Partes
del cerebro humano
(y
funciones)
¿Cuáles
son las regiones y áreas del cerebro y qué función tiene cada una de ellas?
El encéfalo humano ha sido descrito como
el sistema más complejo del universo conocido,
y no sin razón.
Está compuesto por un entramado de glía, neuronas y vías nerviosas y es la parte más
importante del Sistema Nervioso Central, pero su intrincada estructura y
funcionamiento no significa que no podamos hacer una clasificación de las
principales partes del cerebro.
1. Principales
partes del encéfalo
En los seres
humanos, el encéfalo o cerebro es la parte del Sistema Nervioso Central
que está ubicada al final de la médula espinal, dentro del cráneo.

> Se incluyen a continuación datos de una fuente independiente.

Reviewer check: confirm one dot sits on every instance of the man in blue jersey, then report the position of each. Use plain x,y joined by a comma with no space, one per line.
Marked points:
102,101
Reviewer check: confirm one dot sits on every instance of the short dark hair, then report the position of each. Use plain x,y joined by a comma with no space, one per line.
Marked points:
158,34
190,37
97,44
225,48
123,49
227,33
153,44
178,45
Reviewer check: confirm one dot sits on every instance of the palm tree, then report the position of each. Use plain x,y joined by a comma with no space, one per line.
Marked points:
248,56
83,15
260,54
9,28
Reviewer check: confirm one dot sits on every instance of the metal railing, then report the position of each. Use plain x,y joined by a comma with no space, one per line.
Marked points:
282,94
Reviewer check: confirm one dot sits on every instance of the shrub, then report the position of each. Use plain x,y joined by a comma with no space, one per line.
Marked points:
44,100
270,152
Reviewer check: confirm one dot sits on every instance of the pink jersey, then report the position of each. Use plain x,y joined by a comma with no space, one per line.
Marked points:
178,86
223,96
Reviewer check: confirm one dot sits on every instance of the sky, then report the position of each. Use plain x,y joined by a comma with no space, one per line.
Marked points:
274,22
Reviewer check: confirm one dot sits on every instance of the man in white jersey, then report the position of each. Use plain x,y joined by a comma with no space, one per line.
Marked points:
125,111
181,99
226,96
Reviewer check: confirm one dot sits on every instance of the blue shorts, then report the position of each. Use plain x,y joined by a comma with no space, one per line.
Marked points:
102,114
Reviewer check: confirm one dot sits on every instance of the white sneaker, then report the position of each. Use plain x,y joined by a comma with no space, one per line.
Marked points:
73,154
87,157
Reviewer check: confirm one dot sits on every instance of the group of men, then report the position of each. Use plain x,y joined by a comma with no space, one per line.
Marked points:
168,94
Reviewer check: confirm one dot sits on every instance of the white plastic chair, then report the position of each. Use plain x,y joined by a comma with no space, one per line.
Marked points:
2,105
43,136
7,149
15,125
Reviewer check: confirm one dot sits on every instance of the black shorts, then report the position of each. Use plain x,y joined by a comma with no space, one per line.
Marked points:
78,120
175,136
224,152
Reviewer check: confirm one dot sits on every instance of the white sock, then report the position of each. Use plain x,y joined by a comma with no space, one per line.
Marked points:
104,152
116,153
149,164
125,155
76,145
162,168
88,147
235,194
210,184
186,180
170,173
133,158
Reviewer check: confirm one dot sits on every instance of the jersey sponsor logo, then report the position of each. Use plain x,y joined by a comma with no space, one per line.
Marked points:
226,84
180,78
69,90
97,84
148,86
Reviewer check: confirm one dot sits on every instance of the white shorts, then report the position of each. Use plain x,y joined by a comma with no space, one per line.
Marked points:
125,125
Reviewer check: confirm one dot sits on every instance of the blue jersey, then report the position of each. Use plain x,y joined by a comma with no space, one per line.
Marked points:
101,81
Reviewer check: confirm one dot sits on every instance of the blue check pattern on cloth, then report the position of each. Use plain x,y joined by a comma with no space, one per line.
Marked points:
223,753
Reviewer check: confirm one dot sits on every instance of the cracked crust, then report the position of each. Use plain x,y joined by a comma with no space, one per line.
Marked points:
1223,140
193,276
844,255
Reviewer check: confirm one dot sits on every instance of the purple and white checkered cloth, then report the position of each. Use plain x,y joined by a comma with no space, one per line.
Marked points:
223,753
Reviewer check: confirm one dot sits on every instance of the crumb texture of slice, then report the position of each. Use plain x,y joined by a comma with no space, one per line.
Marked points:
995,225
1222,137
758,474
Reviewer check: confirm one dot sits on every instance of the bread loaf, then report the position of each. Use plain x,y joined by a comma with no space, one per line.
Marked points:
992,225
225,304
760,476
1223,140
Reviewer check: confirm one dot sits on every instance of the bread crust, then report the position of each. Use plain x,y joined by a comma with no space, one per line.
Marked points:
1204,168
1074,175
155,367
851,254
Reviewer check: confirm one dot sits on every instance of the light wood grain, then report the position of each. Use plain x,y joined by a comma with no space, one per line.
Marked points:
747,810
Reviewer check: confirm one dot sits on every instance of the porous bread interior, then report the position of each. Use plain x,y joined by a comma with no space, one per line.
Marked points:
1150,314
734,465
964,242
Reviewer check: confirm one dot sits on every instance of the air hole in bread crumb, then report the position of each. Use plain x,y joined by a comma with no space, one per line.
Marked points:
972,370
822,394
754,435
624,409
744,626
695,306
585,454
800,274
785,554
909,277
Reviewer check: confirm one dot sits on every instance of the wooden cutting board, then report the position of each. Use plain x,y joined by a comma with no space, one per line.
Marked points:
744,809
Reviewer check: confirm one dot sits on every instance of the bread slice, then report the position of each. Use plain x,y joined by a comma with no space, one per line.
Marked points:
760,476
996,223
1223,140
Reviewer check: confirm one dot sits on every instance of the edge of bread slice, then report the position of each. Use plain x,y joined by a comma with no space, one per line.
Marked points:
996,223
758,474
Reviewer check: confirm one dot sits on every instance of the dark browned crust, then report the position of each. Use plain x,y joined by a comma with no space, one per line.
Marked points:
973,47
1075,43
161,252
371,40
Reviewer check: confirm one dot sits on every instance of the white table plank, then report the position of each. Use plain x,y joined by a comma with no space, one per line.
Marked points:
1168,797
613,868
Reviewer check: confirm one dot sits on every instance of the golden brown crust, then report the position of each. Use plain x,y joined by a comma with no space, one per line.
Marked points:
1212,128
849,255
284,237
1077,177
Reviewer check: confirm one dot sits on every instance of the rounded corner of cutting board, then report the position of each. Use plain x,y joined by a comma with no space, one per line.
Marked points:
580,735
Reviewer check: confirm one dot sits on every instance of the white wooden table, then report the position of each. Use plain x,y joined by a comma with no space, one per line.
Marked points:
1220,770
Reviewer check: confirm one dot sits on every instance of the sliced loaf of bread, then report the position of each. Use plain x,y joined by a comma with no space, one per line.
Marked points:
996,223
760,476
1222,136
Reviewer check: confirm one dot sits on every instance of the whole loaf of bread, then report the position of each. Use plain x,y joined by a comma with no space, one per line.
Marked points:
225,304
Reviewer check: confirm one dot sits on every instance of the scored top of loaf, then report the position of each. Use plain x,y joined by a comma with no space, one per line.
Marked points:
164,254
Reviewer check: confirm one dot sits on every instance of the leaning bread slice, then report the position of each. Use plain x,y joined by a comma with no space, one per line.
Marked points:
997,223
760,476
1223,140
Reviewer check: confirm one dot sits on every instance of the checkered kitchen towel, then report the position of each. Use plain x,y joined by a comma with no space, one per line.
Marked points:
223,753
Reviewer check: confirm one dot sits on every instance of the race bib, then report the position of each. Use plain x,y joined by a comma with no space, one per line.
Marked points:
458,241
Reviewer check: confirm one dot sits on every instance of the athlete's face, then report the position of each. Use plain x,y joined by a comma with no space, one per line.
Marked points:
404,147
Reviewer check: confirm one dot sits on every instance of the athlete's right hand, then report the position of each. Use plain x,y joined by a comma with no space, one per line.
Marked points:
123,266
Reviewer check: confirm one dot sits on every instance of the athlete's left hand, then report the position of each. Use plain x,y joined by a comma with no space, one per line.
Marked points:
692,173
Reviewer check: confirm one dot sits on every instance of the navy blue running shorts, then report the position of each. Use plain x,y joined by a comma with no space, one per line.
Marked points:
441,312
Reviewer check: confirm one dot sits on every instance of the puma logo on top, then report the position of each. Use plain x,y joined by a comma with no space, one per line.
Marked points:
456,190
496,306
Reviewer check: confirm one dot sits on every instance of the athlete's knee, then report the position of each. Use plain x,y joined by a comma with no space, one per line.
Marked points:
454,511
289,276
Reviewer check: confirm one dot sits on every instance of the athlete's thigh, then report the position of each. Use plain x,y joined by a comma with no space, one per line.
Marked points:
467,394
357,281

Es, en definitiva, el órgano
gracias al cual podemos realizar las operaciones mentales más complejas y tener
consciencia, es decir, sentido del yo.
Justamente por eso dentro del encéfalo hay una gran cantidad de estructuras
trabajando conjuntamente a una gran velocidad, hecho que hace que el
funcionamiento del cerebro sea, aún a día de hoy, un misterio en muchos de sus
aspectos.
Para empezar a entender lo que sabemos acerca de esta
compleja maquinaria, es indispensable conocer las partes del encéfalo, es decir, el modo en el que
las estructuras que lo componen pueden ser clasificadas. Una buena manera de
clasificar por encima las diferentes partes del cerebro puede ser atendiendo a
las distintas formaciones que se van formando dentro de la cabeza de un embrión
humano. Son un total de tres estructuras.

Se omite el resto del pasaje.